### Import statements

In [None]:
from pyspark import SparkConf, SparkContext

### Spark Configuration and Context

In [None]:
conf = SparkConf().setMaster("local").setAppName("MinTemperatures")
sc = SparkContext(conf = conf)

### Function Definition

In [None]:
def parseLine(line):
    fields = line.split(',')
    stationID = fields[0]
    entryType = fields[2]
    temperature = float(fields[3]) * 0.1 * (9.0 / 5.0) + 32.0
    return (stationID, entryType, temperature)

* Input: `line` is a string representing a line from the input CSV file.
* Split the Line: `fields = line.split(',')` splits the line into a list of strings based on the comma delimiter.
* Extract Fields:
  * `stationID = fields[0]`: Extracts the station ID.
  * `entryType = fields[2]`: Extracts the entry type
  * `temperature = float(fields[3]) * 0.1 * (9.0 / 5.0) + 32.0`: Convert the temperature from tenths of degrees Celsius to Fahrenheit.
* Return Tuples

### Parsing Lines

In [None]:
lines = sc.textFile("./1800.csv")
parsedLines = lines.map(parseLine)

* Applies the `pareLine` function function to rach element(line) in the `lines` RDD.

Example:
* Before map: `["ITE00100554,18000101,TMIN,-148", "ITE00100554,18000101,TMAX,-75", "EZE00100082,18000101,TMIN,-135"]`

</br>

* After map: `[("ITE00100554", "TMIN", 5.36), ("ITE00100554", "TMAX", 18.5), ("EZE00100082", "TMIN", 7.7)]`


### Filter for Min or Max Temperatures:

In [None]:
fil = "TMIN" # Min temperature or "TMAX" for max temperature
minTemps = parsedLines.filter(lambda x: fil in x[1])

### MApping to (StationID, Temperature)

In [None]:
stationTemps = minTemps.map(lambda x: (x[0], x[2]))

* `minTemps.map(lambda x: (x[0], x[2]))`: Transforms each element in the minTemps RDD to a tuple containing only the station ID and the temperature. This results in a new RDD called stationTemps.

Example:
* Before map: `[("ITE00100554", "TMIN", 5.36), ("EZE00100082", "TMIN", 7.7)]`

* After map: `[("ITE00100554", 5.36), ("EZE00100082", 7.7)]`

### Reducing to Minimum Temperature

In [None]:
minTemps = stationTemps.reduceByKey(lambda x, y: min(x, y))

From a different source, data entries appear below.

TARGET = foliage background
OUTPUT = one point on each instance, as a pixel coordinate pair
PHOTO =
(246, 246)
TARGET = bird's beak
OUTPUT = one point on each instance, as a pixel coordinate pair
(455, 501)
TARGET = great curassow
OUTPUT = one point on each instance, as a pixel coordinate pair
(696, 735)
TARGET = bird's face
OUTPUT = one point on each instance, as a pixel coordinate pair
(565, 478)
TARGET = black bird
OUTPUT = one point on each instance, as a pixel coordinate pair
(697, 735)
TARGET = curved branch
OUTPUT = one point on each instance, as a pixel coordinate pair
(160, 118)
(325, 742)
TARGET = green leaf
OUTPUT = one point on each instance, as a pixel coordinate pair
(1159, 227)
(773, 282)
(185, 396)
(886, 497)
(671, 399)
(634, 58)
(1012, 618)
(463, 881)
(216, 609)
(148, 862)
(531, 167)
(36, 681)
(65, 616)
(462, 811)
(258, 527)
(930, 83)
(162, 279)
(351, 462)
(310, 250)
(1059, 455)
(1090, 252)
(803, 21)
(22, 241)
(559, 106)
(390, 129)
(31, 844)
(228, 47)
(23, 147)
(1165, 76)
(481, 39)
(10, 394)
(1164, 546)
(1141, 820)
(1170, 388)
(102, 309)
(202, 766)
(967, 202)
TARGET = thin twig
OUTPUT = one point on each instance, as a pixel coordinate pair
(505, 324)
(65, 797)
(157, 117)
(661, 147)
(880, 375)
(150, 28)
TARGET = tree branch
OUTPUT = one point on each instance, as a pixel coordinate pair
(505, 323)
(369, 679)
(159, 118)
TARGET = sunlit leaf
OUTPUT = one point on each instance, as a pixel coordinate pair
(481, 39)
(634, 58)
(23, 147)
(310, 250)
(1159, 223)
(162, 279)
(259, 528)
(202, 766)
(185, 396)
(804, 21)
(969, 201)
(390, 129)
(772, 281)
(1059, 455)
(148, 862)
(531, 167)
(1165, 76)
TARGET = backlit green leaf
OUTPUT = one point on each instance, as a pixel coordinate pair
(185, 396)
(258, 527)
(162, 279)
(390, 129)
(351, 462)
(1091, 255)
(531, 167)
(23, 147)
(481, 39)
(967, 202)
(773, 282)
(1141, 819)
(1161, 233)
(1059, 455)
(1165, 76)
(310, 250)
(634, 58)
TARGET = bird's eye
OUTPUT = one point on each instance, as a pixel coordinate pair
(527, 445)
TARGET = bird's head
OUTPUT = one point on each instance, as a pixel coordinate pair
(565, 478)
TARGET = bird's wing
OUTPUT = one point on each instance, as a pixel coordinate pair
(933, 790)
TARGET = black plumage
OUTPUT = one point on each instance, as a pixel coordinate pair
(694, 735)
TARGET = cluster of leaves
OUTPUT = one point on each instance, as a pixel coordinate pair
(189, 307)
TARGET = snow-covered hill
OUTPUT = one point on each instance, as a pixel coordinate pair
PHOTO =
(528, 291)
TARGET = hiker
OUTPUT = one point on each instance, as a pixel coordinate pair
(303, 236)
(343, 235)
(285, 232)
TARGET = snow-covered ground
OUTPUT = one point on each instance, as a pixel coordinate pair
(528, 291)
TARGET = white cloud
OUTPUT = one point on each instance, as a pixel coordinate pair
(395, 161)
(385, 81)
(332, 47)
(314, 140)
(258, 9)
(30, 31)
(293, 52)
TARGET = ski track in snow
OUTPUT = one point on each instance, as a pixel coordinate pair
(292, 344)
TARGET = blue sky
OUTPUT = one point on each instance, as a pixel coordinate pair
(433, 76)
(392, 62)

* `stationTemps.reduceByKey(lambda x, y: min(x, y))`: Reduces the stationTemps RDD by key (stationID) to find the minimum temperature for each station. This results in a new RDD called minTemps.

In [None]:
results = minTemps.collect()
for result in results:
    print(result[0] + "\t{:.2f}F".format(result[1]))